Figure 6 shows the overlapping fields in a control (A–F) and in a developmentally sodium-restricted (G–L) rat. These coronal sections were taken approximately 600 μm caudal from the anterior-most extent of the NTS (Fig. 6F, 6L). Therefore, sections used here to illustrate the diet-related effects were from the “intermediate” zone of the NTS (Halsell et al., 1996). The GSP terminal fields were similar between the control and sodium-restricted rat (Fig. 6A, 6G). However, the CT terminal field in the sodium-restricted rat (Fig. 6H) was substantially larger than in the control rat (Fig. 6B). Similarly, the IX terminal field in the sodium-restricted rat (Fig. 6I) was larger and extended more ventrally than in the control rat (Fig. 6C). These fields combined to show greater amounts of overlap in the sodium-restricted rat (Fig. 6J) compared to the control rat (Fig. 6D).

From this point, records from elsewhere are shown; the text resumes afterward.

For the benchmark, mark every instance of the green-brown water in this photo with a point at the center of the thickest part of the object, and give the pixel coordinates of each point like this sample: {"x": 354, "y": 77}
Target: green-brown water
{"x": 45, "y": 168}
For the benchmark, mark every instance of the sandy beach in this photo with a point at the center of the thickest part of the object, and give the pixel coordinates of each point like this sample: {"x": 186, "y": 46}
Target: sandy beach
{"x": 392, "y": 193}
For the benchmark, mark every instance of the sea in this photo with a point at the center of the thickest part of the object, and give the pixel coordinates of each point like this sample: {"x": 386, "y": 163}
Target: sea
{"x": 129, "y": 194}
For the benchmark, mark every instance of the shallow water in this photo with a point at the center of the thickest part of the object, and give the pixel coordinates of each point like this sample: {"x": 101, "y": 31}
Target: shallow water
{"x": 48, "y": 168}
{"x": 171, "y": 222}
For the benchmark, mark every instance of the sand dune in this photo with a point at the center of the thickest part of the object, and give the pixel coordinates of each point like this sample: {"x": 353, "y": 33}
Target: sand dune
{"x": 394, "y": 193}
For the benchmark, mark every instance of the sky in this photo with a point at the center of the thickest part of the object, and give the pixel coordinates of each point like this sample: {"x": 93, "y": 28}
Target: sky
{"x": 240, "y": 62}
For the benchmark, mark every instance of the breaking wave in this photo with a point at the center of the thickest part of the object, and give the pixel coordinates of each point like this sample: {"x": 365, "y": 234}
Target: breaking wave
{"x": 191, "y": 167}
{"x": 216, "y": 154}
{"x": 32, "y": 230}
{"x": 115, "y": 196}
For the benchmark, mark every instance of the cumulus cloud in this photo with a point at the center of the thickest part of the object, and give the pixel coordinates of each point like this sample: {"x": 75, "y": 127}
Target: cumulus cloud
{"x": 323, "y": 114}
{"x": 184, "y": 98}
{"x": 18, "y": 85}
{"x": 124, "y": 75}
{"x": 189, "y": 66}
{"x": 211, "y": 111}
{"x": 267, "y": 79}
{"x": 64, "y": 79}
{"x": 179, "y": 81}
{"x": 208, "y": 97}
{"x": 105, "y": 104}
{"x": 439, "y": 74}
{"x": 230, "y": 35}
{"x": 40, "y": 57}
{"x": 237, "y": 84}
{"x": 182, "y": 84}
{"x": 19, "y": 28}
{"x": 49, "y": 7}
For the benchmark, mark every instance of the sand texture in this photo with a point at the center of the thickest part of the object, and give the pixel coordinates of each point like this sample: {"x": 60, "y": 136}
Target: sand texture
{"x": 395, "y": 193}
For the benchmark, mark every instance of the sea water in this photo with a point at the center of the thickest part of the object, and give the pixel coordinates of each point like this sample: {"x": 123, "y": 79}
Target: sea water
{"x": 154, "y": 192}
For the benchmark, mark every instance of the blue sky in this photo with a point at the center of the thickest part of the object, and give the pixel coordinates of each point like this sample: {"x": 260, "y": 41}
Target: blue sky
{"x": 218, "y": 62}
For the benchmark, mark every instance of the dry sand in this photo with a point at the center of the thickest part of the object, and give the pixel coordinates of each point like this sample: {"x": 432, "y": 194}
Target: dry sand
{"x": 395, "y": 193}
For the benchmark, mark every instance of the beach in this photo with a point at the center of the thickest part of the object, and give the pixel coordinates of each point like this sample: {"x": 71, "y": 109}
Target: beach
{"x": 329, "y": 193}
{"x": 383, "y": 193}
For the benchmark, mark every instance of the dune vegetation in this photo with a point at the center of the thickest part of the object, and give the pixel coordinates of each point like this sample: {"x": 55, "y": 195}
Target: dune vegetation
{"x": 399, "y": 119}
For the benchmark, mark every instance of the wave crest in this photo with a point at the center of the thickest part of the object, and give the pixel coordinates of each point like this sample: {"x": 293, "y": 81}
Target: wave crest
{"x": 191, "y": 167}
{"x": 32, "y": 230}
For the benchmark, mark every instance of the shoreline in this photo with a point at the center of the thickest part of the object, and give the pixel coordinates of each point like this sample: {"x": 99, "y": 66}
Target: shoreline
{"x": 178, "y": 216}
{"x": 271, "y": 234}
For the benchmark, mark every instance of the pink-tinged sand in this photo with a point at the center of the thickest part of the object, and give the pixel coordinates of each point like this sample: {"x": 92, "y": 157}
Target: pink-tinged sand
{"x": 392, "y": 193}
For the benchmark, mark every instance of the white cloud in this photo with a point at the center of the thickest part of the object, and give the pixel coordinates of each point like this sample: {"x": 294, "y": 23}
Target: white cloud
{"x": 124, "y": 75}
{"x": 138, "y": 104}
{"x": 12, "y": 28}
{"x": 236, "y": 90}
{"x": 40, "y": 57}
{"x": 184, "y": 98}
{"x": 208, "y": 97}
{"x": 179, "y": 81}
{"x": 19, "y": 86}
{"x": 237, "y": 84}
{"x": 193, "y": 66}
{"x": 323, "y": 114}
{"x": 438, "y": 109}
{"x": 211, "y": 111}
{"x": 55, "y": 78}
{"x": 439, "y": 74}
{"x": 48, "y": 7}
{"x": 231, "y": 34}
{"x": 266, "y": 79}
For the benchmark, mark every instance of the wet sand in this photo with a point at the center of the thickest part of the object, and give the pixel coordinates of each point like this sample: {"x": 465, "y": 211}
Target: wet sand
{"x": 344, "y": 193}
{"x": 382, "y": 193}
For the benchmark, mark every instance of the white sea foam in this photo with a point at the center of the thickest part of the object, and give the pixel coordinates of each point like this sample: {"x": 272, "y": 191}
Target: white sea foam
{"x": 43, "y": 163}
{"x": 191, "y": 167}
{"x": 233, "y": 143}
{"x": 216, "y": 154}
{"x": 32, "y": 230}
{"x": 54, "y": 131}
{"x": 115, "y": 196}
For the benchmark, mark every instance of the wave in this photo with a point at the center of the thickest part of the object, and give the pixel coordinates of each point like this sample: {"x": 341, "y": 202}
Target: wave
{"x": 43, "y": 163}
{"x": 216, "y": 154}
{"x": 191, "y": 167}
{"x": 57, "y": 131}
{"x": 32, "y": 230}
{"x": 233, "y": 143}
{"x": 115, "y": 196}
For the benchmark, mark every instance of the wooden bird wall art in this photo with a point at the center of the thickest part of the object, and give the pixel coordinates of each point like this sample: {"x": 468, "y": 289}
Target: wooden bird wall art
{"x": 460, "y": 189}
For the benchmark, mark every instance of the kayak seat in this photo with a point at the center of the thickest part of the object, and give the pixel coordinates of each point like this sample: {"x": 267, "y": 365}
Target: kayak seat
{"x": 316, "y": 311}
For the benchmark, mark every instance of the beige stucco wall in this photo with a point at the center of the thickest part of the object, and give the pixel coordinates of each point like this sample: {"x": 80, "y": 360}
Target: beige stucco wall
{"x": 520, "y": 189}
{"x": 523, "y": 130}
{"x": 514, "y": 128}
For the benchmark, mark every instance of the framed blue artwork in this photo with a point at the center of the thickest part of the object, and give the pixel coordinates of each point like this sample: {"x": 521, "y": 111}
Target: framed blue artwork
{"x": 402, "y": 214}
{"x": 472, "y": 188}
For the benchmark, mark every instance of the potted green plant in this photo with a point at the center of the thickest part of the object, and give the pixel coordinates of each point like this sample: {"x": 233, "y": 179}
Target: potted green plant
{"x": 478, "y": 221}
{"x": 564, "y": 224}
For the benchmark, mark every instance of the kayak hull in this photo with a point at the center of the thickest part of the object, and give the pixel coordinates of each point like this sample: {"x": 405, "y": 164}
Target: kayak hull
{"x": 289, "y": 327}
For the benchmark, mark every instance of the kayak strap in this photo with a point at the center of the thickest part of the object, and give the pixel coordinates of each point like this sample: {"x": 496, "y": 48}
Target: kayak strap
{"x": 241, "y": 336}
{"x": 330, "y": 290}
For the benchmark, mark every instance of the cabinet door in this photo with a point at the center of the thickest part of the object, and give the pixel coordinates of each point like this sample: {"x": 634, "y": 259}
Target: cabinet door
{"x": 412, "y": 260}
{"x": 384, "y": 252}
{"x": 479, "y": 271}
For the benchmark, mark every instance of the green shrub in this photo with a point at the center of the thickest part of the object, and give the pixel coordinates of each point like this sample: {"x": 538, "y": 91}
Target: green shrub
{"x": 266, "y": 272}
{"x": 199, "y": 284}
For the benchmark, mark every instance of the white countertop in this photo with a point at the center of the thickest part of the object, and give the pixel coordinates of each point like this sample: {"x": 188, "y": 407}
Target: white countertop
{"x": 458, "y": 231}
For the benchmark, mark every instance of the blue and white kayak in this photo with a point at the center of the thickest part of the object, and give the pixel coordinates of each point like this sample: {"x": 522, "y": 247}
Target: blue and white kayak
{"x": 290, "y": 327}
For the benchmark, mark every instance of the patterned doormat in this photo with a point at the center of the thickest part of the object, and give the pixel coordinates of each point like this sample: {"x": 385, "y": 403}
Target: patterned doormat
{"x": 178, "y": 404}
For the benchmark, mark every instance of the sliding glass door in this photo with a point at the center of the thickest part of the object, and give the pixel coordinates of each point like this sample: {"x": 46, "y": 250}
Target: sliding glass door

Importantly, the expanded terminal fields in the sodium-restricted rat were contained within the same subnuclei as occupied by the control. That is, the labels were limited primarily to the rostral-central and medial subnuclei and did not extend into the ventral subnucleus (Fig. 6E, K). It should be noted that the boundaries for the subdivisions of NTS subnuclei shown in Figure 6 are similar to that shown by Halsell et al. (1996) the exact boundaries may differ slightly from that shown.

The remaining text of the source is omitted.